É antes a crueza mas também a inocência da transgressão, aquilo que se poderá chamar
a agressão contra a harmonia e a laceração da forma, que os motiva. A primeira parte
do poema “Arte poética”, com subtítulo de “métrica”, é uma paráfrase ritmada, inspirada
talvez nas lengalengas infantis de origem popular, duma oração cristã, o Padre-Nosso,
cujo ingénuo efeito musical, fruto dum ouvido treinadíssimo pelo solfejo, não esconde,
antes espicaça, um burlesco de infracção, que se ajusta na perfeição ao propósito
do poema – restituir o som e o sentido da poética. Leia-se a estonteante abertura
(2017): creio em deus pá’/ um dois três quá’/
tod’ poderô’/ um dois dois três (…).
O mesmo se deve dizer para “Políptica de Maria Klopas”,
um conjunto de dez poemas, que representa o momento de passagem para a fase da “poesia
civil”, pois terá sido já composto em 1944, numa fase vizinha, se não coincidente,
com a adesão ao neo-realismo. Este painel de Maria Klopas, uma figura bíblica, citada
num versículo do Evangelho de João, surge como o primeiro sinal da capacidade construtiva
do poeta. Fizera até aí pequenas composições singulares, com notações lírico-jocosas,
mas sem finalidade dramática. Com estes dez poemas cria um primeiro conjunto narrativo,
que recria poeticamente um nódulo histórico-bíblico, a mãe de Jesus e a sua ligação
a Eva, de que Maria Klopas (ou Maria Klophas) é no poema a dupla hipóstase. Nas
várias versões que se conhecem do conjunto – o painel apareceu pela primeira vez
na antologia de 1961, foi depois republicado na antologia de 1972 e finalmente integrado
nas edições finais de Manual de prestidigitação
(1981; 2005) – percebe-se uma linha de evolução no sentido duma maior dramatização
do conjunto, com a introdução de didascálias de cenografia musical e a atribuição
dos poemas a vozes distintas. O conjunto tem alguma coisa dum auto de Natal invertido,
primeiro na nudez das suas queixas mudas duma mulher que se vê projectada para um
destino que não foi por si escolhido e depois no esquecimento com que o mundo a
amortalha. A ideia dum auto natalício às avessas, carnavalesco, acentua-se nas versões
finais com “as estridências monocórdicas” da orquestra final e o apêndice burlesco
da “Cantiga de São João”, cuja missão é dinamitar a seriedade do mundo num momento
de assumida loucura ao mesmo tempo que subverte em direcções inusitadas a quadra
popular.
Atente-se agora no segundo conjunto desta primeira fase
da sua poesia, aquele que com toda a propriedade corresponde à ideia duma “poesia
civil”. Fazem dele parte os seguintes livros, todos escritos já depois da adesão
ao neo-realismo e contemporâneos da publicação dos textos críticos no jornal A Tarde (1945) e na revista Aqui e Além (1945-46) que o leitor já conhece:
“Nicolau Cansado escritor”, “Nobilíssima visão”, “Um auto para Jerusalém” e “Louvor
e simplificação de Álvaro de Campos”. Peças maiores na criação do autor, merecem
uma observação de pormenor. Esses livros são afinal a expressão prática do neo-realismo
evoluído em que o seu autor pensava quando deixou em aberto nas suas notas críticas
do final de 1945 o surgimento próximo duma escola neo-realista larga e madura, capaz
de superar as limitações do embrião mais populista que neo-realista que então existia
em Coimbra.
Nasceram assim, na transição de 1944 para 1945, por
um processo de saturação extrema, os poemas e as prosas de “Nicolau Cansado escritor”.
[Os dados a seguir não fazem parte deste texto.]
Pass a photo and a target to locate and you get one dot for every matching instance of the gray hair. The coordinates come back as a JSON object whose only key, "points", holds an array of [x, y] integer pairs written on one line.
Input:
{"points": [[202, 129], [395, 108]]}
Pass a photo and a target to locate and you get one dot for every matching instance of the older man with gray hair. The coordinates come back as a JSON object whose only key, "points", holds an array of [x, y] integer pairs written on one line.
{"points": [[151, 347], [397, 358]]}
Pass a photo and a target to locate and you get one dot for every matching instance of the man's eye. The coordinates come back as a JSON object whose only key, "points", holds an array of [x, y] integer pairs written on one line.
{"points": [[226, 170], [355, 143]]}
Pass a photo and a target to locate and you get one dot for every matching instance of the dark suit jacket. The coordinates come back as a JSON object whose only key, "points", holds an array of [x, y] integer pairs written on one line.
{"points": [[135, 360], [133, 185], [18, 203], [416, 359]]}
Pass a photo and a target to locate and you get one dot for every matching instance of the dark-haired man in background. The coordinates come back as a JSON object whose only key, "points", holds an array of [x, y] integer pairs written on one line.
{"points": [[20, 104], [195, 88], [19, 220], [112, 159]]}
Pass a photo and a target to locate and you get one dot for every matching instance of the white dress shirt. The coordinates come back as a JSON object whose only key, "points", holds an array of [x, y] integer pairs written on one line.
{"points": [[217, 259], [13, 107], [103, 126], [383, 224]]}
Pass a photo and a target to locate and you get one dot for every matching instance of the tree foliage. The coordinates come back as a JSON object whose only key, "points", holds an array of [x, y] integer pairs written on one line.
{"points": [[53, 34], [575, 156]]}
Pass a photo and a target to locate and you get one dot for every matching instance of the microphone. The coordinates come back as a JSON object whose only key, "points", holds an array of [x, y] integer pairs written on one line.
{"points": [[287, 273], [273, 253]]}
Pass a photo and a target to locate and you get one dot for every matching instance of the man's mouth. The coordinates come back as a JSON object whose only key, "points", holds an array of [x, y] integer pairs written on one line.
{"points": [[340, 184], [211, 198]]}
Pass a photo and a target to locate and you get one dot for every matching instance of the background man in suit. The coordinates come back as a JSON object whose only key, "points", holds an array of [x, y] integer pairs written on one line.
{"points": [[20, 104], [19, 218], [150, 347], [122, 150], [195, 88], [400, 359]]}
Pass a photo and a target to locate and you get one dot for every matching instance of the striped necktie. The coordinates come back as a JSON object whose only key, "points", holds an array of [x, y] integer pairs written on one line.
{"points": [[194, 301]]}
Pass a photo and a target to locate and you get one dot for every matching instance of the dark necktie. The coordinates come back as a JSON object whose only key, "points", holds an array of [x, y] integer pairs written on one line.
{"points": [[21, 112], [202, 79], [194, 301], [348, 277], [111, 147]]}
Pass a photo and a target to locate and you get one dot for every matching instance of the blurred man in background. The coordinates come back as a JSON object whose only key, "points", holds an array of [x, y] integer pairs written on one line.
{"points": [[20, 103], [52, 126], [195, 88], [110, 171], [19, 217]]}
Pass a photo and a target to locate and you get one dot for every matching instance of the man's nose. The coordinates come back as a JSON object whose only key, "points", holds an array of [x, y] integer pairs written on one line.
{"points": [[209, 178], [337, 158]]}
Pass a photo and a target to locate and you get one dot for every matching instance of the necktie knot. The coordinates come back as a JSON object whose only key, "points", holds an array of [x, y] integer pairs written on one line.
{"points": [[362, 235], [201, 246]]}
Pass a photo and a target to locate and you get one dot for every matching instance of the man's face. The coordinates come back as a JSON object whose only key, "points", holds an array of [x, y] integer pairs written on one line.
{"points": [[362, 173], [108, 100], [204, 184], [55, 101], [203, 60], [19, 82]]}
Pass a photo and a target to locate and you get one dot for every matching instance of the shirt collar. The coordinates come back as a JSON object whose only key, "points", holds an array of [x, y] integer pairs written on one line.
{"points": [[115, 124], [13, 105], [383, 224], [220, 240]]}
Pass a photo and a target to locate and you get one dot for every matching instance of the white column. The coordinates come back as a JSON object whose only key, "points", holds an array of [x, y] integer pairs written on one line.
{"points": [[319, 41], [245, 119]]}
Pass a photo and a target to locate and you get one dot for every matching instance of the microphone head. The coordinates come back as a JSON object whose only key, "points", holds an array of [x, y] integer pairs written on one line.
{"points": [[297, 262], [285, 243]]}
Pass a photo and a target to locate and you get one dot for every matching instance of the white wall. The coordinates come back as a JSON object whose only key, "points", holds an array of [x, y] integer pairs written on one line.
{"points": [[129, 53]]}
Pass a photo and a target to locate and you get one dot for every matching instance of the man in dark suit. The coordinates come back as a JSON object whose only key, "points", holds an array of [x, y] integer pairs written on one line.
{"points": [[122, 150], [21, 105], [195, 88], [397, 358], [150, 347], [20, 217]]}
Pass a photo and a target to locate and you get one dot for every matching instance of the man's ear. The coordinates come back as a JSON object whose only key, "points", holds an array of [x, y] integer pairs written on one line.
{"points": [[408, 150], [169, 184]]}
Vieram a público pela primeira vez na antologia de 1961, para em parte voltarem
a ser republicados na antologia de 1972, integrando mais tarde, com algumas alterações,
embora insignificantes, as duas edições finais de Nobilíssima visão (1976; 1991). Tal como apareceu na primeira edição
o conjunto é composto por duas notas iniciais, “Nota do fiel depositário” e “Em
torno da poesia de Cansado”, assinadas respectivamente pelo “fiel depositário” e
por Marília Palhinha, e por nove poemas da autoria de Nicolau Cansado.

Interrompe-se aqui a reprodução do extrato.